Machine Learning for Soundscape Analysis and Annoyance Prediction

Machine Learning for Soundscape Analysis and Annoyance Prediction

In this article, we propose a new approach to sound source localization that improves upon previous methods by incorporating both local and global context-aware information. Traditional methods rely solely on global graphs, which can lead to difficulties in specifying each node’s semantics. Our proposed model, called Lightweight Attention-Fused Multi-Level Graph Learning (MLGL), addresses this issue by using attention mechanisms to focus on the most relevant nodes in a given context.
To extract node representations with explicit semantic information, we use a combination of fine-grained and coarse-grained labels from the DeLTA dataset. These labels provide a more detailed understanding of the different types of environmental sounds and their relationships. We then build local context-aware graphs (LcGs) for each node using these representations, which allows us to capture the unique characteristics of each sound source in a particular context.
The next step is to fuse these LcGs using attention mechanisms, which enables the model to selectively focus on the most relevant nodes when computing the representation of a given sound source. This approach not only improves the accuracy of localization but also provides a more detailed understanding of the relationships between different sound sources.
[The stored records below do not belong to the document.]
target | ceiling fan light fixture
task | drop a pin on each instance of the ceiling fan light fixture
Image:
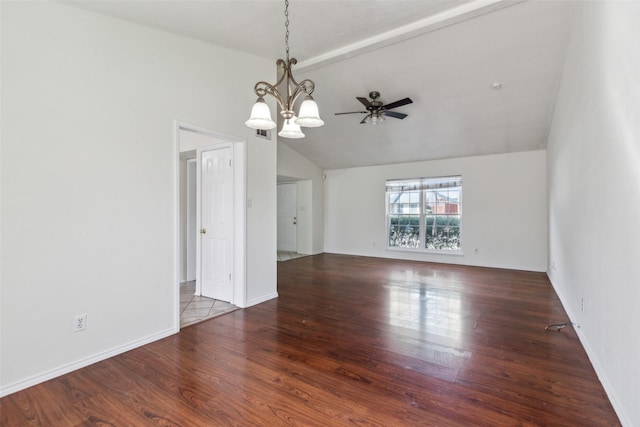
(309, 115)
(260, 116)
(290, 129)
(377, 118)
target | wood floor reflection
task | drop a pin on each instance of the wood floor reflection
(350, 341)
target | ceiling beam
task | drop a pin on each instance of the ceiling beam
(435, 22)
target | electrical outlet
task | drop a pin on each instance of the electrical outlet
(79, 322)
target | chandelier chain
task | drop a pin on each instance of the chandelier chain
(286, 25)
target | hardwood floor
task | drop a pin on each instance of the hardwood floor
(350, 341)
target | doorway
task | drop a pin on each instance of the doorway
(295, 217)
(287, 217)
(212, 192)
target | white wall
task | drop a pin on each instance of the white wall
(89, 181)
(594, 195)
(503, 204)
(294, 165)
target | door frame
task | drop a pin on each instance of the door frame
(239, 149)
(295, 216)
(199, 152)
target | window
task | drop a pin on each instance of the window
(425, 213)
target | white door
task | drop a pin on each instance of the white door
(216, 232)
(287, 217)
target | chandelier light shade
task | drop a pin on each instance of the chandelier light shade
(260, 116)
(309, 115)
(291, 129)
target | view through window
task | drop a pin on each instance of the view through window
(425, 213)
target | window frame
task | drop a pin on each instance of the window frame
(422, 185)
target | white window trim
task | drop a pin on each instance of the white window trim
(422, 215)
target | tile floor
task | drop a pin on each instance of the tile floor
(194, 308)
(286, 256)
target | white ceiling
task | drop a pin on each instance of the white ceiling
(444, 55)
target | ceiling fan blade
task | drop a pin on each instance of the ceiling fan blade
(364, 101)
(394, 114)
(398, 103)
(352, 112)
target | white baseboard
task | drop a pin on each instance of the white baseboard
(261, 299)
(65, 369)
(597, 366)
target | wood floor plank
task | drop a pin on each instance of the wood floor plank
(349, 341)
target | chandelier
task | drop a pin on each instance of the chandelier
(308, 115)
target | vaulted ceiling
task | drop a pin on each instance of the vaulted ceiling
(444, 55)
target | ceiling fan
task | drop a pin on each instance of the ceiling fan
(376, 112)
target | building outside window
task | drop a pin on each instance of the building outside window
(425, 214)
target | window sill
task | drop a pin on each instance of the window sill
(425, 251)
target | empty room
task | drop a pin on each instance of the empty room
(319, 213)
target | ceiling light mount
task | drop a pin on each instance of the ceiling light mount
(308, 115)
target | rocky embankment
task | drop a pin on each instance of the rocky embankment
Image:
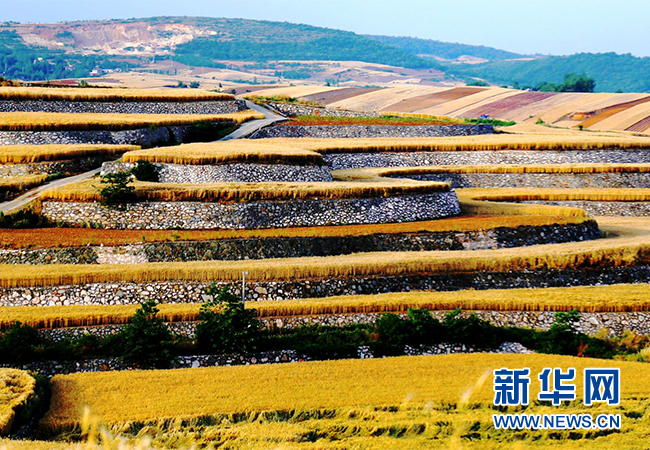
(293, 247)
(370, 131)
(254, 215)
(297, 109)
(128, 293)
(341, 161)
(233, 172)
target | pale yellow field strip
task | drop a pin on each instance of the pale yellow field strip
(453, 107)
(21, 154)
(91, 94)
(150, 396)
(626, 244)
(290, 91)
(378, 100)
(613, 298)
(624, 119)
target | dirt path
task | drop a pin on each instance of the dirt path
(248, 128)
(245, 130)
(30, 195)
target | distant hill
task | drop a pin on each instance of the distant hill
(79, 49)
(444, 50)
(611, 71)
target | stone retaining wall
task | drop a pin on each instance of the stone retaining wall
(234, 172)
(628, 209)
(293, 247)
(401, 159)
(541, 180)
(296, 109)
(616, 323)
(125, 107)
(122, 293)
(279, 214)
(368, 131)
(144, 137)
(76, 165)
(51, 368)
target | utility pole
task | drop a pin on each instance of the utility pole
(243, 287)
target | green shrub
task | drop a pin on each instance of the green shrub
(18, 344)
(146, 342)
(470, 331)
(118, 191)
(25, 218)
(226, 326)
(145, 171)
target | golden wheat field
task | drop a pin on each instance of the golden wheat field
(110, 95)
(506, 168)
(405, 402)
(76, 237)
(16, 386)
(614, 298)
(20, 183)
(22, 154)
(43, 121)
(627, 244)
(88, 191)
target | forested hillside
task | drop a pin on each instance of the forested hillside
(612, 72)
(443, 50)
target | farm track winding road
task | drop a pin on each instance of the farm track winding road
(246, 129)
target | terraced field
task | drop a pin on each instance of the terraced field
(597, 111)
(494, 225)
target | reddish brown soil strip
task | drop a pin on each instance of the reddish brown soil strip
(247, 89)
(344, 121)
(431, 100)
(640, 126)
(615, 109)
(496, 109)
(78, 237)
(328, 97)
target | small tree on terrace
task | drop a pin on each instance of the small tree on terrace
(117, 190)
(146, 342)
(226, 325)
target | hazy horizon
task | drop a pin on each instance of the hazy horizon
(555, 27)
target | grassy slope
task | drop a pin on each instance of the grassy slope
(430, 398)
(16, 386)
(40, 121)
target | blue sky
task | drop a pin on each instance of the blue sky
(524, 26)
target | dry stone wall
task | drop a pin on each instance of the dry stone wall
(304, 213)
(370, 131)
(51, 167)
(144, 137)
(541, 180)
(126, 107)
(123, 293)
(628, 209)
(235, 172)
(402, 159)
(616, 323)
(294, 247)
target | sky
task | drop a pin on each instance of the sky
(558, 27)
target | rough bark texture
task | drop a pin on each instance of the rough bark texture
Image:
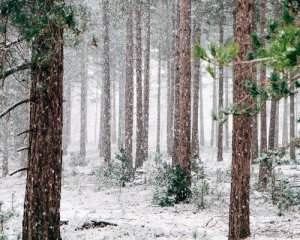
(67, 118)
(221, 101)
(129, 84)
(239, 223)
(195, 100)
(158, 102)
(263, 171)
(185, 86)
(263, 76)
(285, 128)
(139, 86)
(202, 135)
(214, 110)
(175, 157)
(171, 88)
(271, 144)
(226, 105)
(292, 127)
(83, 106)
(106, 84)
(43, 185)
(146, 80)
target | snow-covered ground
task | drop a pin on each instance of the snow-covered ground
(137, 217)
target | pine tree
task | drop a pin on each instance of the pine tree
(185, 86)
(146, 80)
(129, 82)
(106, 135)
(139, 86)
(195, 99)
(239, 223)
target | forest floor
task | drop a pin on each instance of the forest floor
(85, 199)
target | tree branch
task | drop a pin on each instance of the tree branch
(11, 71)
(19, 170)
(13, 107)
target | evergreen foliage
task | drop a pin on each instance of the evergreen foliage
(173, 186)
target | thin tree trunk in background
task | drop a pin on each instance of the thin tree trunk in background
(214, 110)
(292, 127)
(285, 128)
(195, 100)
(263, 169)
(83, 106)
(276, 137)
(114, 114)
(185, 87)
(221, 101)
(146, 82)
(139, 86)
(272, 124)
(41, 218)
(239, 222)
(67, 118)
(202, 135)
(175, 157)
(5, 139)
(121, 132)
(170, 109)
(158, 102)
(171, 87)
(129, 84)
(226, 105)
(106, 84)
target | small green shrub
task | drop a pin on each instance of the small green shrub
(287, 196)
(116, 172)
(173, 186)
(200, 187)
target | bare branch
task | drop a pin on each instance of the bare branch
(19, 170)
(11, 71)
(24, 132)
(22, 149)
(13, 107)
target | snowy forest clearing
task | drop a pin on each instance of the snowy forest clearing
(137, 217)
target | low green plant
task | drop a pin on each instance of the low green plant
(287, 196)
(200, 187)
(116, 172)
(173, 186)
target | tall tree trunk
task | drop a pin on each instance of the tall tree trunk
(83, 105)
(121, 132)
(146, 81)
(106, 84)
(43, 185)
(67, 118)
(292, 127)
(196, 78)
(285, 129)
(263, 170)
(226, 105)
(177, 83)
(129, 84)
(114, 114)
(221, 101)
(139, 87)
(214, 110)
(5, 156)
(276, 136)
(202, 135)
(170, 109)
(185, 87)
(239, 223)
(158, 102)
(272, 124)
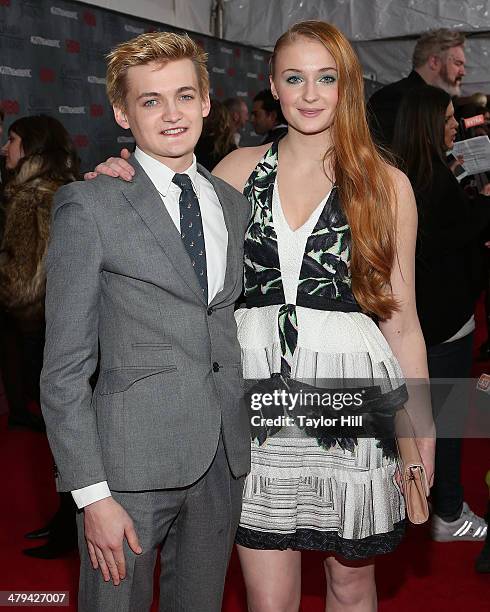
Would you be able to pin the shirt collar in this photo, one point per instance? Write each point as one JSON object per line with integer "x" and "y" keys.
{"x": 161, "y": 175}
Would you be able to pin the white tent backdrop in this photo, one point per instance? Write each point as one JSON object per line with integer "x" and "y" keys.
{"x": 377, "y": 28}
{"x": 188, "y": 14}
{"x": 370, "y": 24}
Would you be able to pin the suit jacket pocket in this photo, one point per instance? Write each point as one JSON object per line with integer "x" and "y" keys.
{"x": 121, "y": 379}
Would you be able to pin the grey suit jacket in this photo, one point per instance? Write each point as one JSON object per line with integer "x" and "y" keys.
{"x": 119, "y": 278}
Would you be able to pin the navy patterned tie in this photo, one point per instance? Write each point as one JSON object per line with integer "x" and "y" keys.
{"x": 191, "y": 230}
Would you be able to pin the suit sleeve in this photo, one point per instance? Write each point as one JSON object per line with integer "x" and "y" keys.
{"x": 73, "y": 268}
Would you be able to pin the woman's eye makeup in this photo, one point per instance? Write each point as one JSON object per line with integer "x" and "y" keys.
{"x": 293, "y": 79}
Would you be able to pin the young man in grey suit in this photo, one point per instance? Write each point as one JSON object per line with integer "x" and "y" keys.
{"x": 149, "y": 271}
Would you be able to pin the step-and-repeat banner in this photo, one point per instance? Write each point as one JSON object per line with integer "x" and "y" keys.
{"x": 52, "y": 60}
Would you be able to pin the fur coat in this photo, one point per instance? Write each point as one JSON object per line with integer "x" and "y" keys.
{"x": 28, "y": 204}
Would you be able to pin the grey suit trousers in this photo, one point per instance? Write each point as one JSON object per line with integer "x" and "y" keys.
{"x": 196, "y": 527}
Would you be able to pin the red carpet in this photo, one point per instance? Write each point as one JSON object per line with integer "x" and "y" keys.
{"x": 421, "y": 575}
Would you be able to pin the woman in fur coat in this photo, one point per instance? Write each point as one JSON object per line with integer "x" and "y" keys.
{"x": 40, "y": 157}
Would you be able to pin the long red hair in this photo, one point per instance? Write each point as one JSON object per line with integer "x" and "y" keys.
{"x": 362, "y": 176}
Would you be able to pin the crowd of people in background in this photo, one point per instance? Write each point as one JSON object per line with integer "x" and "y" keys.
{"x": 414, "y": 122}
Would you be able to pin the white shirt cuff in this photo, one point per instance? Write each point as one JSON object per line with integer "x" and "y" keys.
{"x": 88, "y": 495}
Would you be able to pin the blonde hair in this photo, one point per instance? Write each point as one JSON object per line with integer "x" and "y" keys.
{"x": 160, "y": 47}
{"x": 363, "y": 178}
{"x": 435, "y": 42}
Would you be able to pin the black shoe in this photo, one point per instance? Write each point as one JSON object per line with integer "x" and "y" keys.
{"x": 43, "y": 532}
{"x": 53, "y": 549}
{"x": 26, "y": 420}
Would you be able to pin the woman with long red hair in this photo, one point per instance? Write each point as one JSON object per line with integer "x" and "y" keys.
{"x": 329, "y": 289}
{"x": 330, "y": 303}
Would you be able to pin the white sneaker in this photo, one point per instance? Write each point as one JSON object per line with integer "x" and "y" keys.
{"x": 468, "y": 528}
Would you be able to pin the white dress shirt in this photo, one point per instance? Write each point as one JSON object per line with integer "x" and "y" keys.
{"x": 216, "y": 242}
In addition, we propose a hierarchical graph representation learning (HGRL) method that combines both local and global information to enhance the common objective representations of the same node in different contexts. This allows the model to capture the complex relationships between different sound sources and their contextual variations.
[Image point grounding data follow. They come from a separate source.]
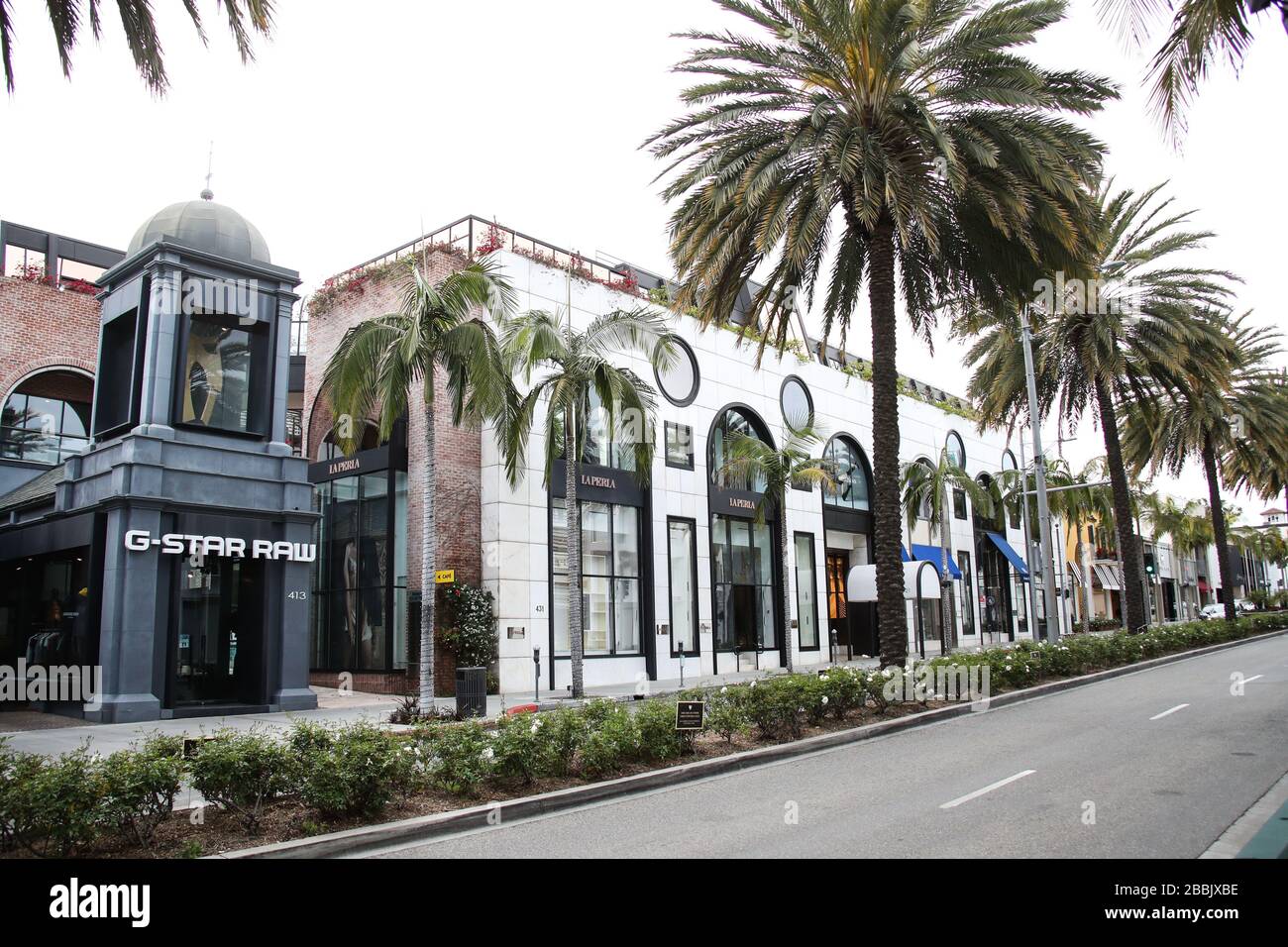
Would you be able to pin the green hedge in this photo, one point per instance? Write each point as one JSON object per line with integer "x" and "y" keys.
{"x": 63, "y": 805}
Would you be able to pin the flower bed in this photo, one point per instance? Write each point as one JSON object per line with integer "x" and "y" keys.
{"x": 322, "y": 779}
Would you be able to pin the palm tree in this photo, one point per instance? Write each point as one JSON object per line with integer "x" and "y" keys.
{"x": 1222, "y": 397}
{"x": 381, "y": 361}
{"x": 751, "y": 460}
{"x": 927, "y": 493}
{"x": 1201, "y": 34}
{"x": 581, "y": 385}
{"x": 1117, "y": 326}
{"x": 903, "y": 146}
{"x": 141, "y": 33}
The contributions of this work are threefold: Firstly, MLGL provides higher explainability for its reliance on local and global context-aware graphs, which can help developers better understand how the model is making predictions. Secondly, MLGL outperforms traditional CNN-based models by leveraging graph neural networks that capture the relations between nodes well. Finally, MLGL shows that AEs from some sources significantly correlate with AR, which is consistent with human perception of these environmental sound sources.
In summary, our proposed MLGL model offers a more comprehensive and accurate approach to sound source localization by incorporating both local and global context-aware information. By using attention mechanisms and hierarchical graph representation learning, we can better capture the complex relationships between different sound sources and their contextual variations.